17年の遍路では73番出釈迦寺下の遍路宿から奥の院の「捨身が岳禅定」を目指しました。当日は満月でしたが道が何本もあって迷っていると、昨日の寺族の方の話の通り一団の人々が突然暗い中からあらわれました。こんな朝早く普段着で歩いているので地元の人とわかります。お願いして一緒にのぼりました。とりとめも無い話をしながら登りましたが話すうちに非常にさわやかな気持ちになりました。何故かわかりませんが同質の魂の人たちだと感じました。よく死後は魂の似た人のグループにはいるといわれますが月明かりの中で類似の体験をしたような気がします。
我拝師山参道には多くの碑があります。 与謝野晶子が善通寺にきたとき詠んだ「讃岐路は浄土めきたり秋の日の五岳の奥におつることさへ」を刻んだ石碑もありました。
鎌倉時代の高野山の高僧 道範上人の句
「鷲の山 つねにすむなる夜半の月 きたりて照らす峯にぞありける」もありました。 西行法師が我拝師山参道で休んだときの「西行腰掛石」もあります。

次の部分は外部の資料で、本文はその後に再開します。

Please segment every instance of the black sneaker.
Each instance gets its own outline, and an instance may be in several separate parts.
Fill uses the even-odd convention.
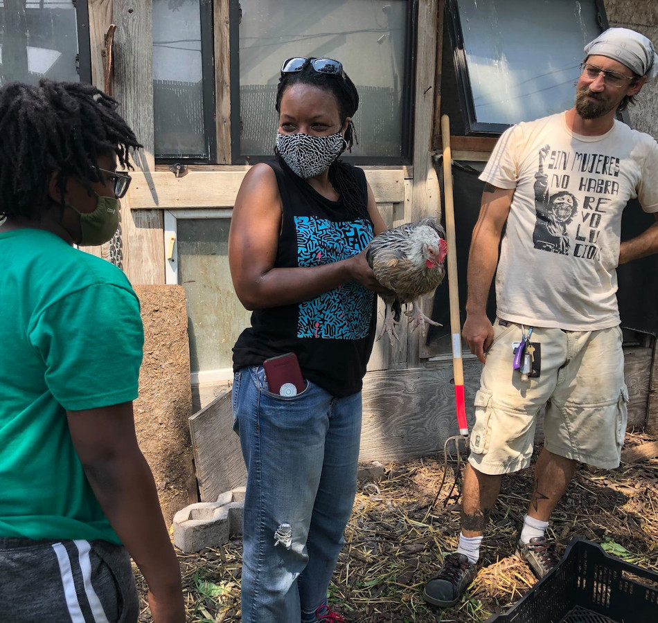
[[[475,577],[475,565],[463,554],[449,554],[443,561],[438,575],[433,577],[423,590],[423,598],[433,606],[454,606],[464,589]]]
[[[555,544],[546,541],[545,536],[535,536],[528,543],[522,543],[519,539],[515,553],[530,565],[530,568],[540,579],[560,562]]]

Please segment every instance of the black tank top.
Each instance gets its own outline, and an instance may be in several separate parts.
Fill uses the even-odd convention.
[[[283,208],[275,268],[313,267],[346,260],[373,238],[370,218],[348,215],[343,201],[323,197],[281,159],[274,170]],[[363,171],[352,168],[364,205]],[[305,379],[337,397],[360,391],[375,332],[375,293],[346,283],[312,300],[256,309],[251,327],[233,347],[233,370],[294,352]]]

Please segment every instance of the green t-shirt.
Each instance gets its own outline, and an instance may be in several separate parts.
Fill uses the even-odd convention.
[[[118,268],[46,231],[0,233],[0,536],[120,543],[66,411],[134,400],[143,345]]]

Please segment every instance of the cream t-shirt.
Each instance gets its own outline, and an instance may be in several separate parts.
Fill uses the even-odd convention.
[[[496,275],[498,316],[573,331],[619,324],[621,213],[658,212],[658,145],[615,121],[583,136],[564,113],[500,137],[480,179],[515,188]]]

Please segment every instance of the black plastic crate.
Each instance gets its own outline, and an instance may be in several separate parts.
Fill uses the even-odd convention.
[[[658,623],[658,573],[608,556],[601,545],[577,536],[548,575],[487,623],[494,621]]]

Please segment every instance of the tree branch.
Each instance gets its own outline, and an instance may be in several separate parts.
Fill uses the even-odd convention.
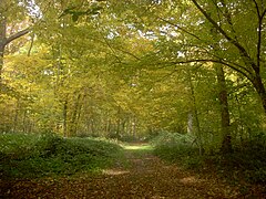
[[[4,45],[9,44],[10,42],[12,42],[13,40],[17,40],[25,34],[28,34],[30,32],[30,29],[24,29],[22,31],[19,31],[12,35],[10,35],[9,38],[7,38],[6,42],[4,42]]]
[[[235,39],[231,38],[224,29],[222,29],[214,20],[211,18],[211,15],[197,3],[196,0],[192,0],[192,2],[195,4],[195,7],[202,12],[202,14],[214,25],[214,28],[225,36],[226,40],[228,40],[233,45],[235,45],[242,57],[244,59],[246,64],[250,64],[252,67],[258,72],[259,67],[256,65],[256,63],[252,60],[252,57],[248,55],[247,51],[245,50],[244,46],[242,46]]]
[[[186,61],[176,61],[176,62],[171,62],[173,64],[186,64],[186,63],[201,63],[201,62],[204,62],[204,63],[207,63],[207,62],[212,62],[212,63],[219,63],[219,64],[223,64],[225,66],[228,66],[231,69],[233,69],[234,71],[237,71],[238,73],[241,73],[242,75],[244,75],[245,77],[247,77],[249,81],[252,81],[252,77],[249,75],[252,74],[247,74],[245,73],[244,71],[237,69],[236,66],[229,64],[229,63],[226,63],[224,62],[223,60],[212,60],[212,59],[193,59],[193,60],[186,60]]]

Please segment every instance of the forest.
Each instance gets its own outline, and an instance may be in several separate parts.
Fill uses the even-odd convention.
[[[265,15],[264,0],[0,0],[1,192],[147,153],[265,197]]]

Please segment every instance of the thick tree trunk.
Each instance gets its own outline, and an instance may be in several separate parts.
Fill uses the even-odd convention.
[[[232,153],[232,135],[231,135],[231,118],[227,100],[227,91],[225,83],[225,75],[222,65],[216,66],[216,75],[219,91],[219,104],[221,104],[221,119],[222,119],[222,147],[221,151],[224,154]]]
[[[63,136],[68,137],[68,98],[63,103]]]
[[[191,106],[191,114],[187,123],[190,124],[190,130],[196,136],[196,144],[198,146],[198,154],[203,154],[203,140],[202,140],[202,132],[201,132],[201,125],[200,125],[200,119],[198,119],[198,113],[197,113],[197,107],[196,107],[196,96],[195,96],[195,91],[194,91],[194,85],[192,82],[192,76],[191,76],[191,71],[188,71],[188,83],[190,83],[190,88],[191,88],[191,101],[192,101],[192,106]]]
[[[252,80],[252,83],[253,83],[253,86],[255,87],[257,94],[259,95],[259,98],[260,98],[263,107],[264,107],[264,113],[266,114],[266,90],[265,90],[265,85],[264,85],[263,80],[258,72]]]

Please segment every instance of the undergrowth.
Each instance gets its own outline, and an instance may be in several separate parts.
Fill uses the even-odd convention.
[[[95,138],[57,135],[0,135],[0,178],[39,178],[96,171],[110,166],[122,147]]]
[[[205,153],[200,156],[195,138],[190,135],[163,133],[152,140],[154,154],[186,169],[216,172],[231,182],[266,182],[266,137],[250,138],[234,145],[234,153]]]

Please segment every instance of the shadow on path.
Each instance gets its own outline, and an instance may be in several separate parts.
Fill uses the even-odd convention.
[[[127,145],[125,160],[99,175],[72,178],[18,180],[7,190],[6,198],[239,198],[237,189],[215,178],[168,165],[154,155],[146,144]]]

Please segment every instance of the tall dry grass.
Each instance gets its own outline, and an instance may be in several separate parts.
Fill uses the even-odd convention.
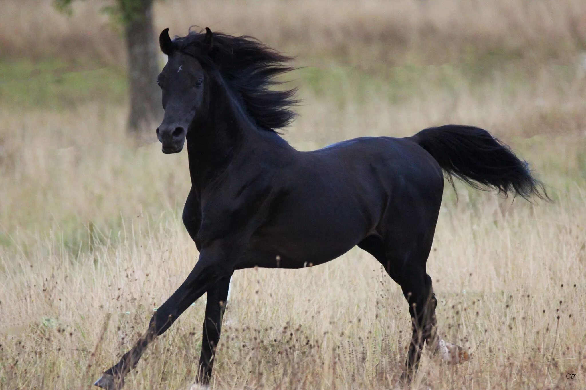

途中には柳の水という湧水があり、1回目は地元の人が汲んで飲ませてくれました。大変甘くておいしい水でした。甘露水とはこういう水をいうのでしょう。ここは、江戸の初期、大阪のある豪商の娘様が病にかかり、回復の見込みなしと宣告されたところへ、旅僧がきて、「お大師様が生まれた有難い場所の湧き水であるから、これで薬を飲むように」と水をわたして去ったが、その水で薬を飲むと、不思議なことに娘様の病気はたちまち快癒た。後に御礼参りをと、四国を回っっているときのこの柳の水がその時の水と同じ味がしたのでこの水とわかり、天明4年1775年、この時の豪商の多額の寄進により捨身嶽本堂の再建が成され、現在に至っているということです。
捨身が岳禅定本堂は400Mの標高にもかかわらず、なんなくたどり着くことができました。
鐘もあり地元の人は次々に衝きます。以前満濃池の駅で先祖が捨身が岳禅定の鐘をワイヤーで引っ張り挙げたという人にあったことを思い出し心して撞きました。修行の山にふさわしい澄んだカーンという音色でした。
2回目の遍路では本堂の中にあがれましたが 1回目は朝早かったので奥の院本堂の縁に座して薄暗い照明のなか理趣経をあげました。
本堂の裏には洞窟があり、捨身をされた御年7歳といわれる小さな稚児大師様が祀られていました。
山頂からみると満月に照らされた里の風景は御伽噺の絵本のようでした。今でもこの不思議な光景ははっきりと思い出します。2回目のときは鎖をつたってうえまでのぼれました。さすがにぞっとする岩場です。こういうところにおさない大師がのぼられたというのはなみたいていのことではありません。
17世紀真念の「四國徧禮道指南」には「七十三、出釈迦寺 少山上 堂有 東向 まよひぬる 六道衆生すくはんと たつとき山に 出る釈迦寺 外に虚空蔵尊います。此の寺札所打つところ十八町山上に有。然りともいはれ有りて堂社なしに近年ふもとに堂幷寺をたつ 爰にて札をおさむ・・」とあります。江戸時代は山上が正式の札所だったのでしょう。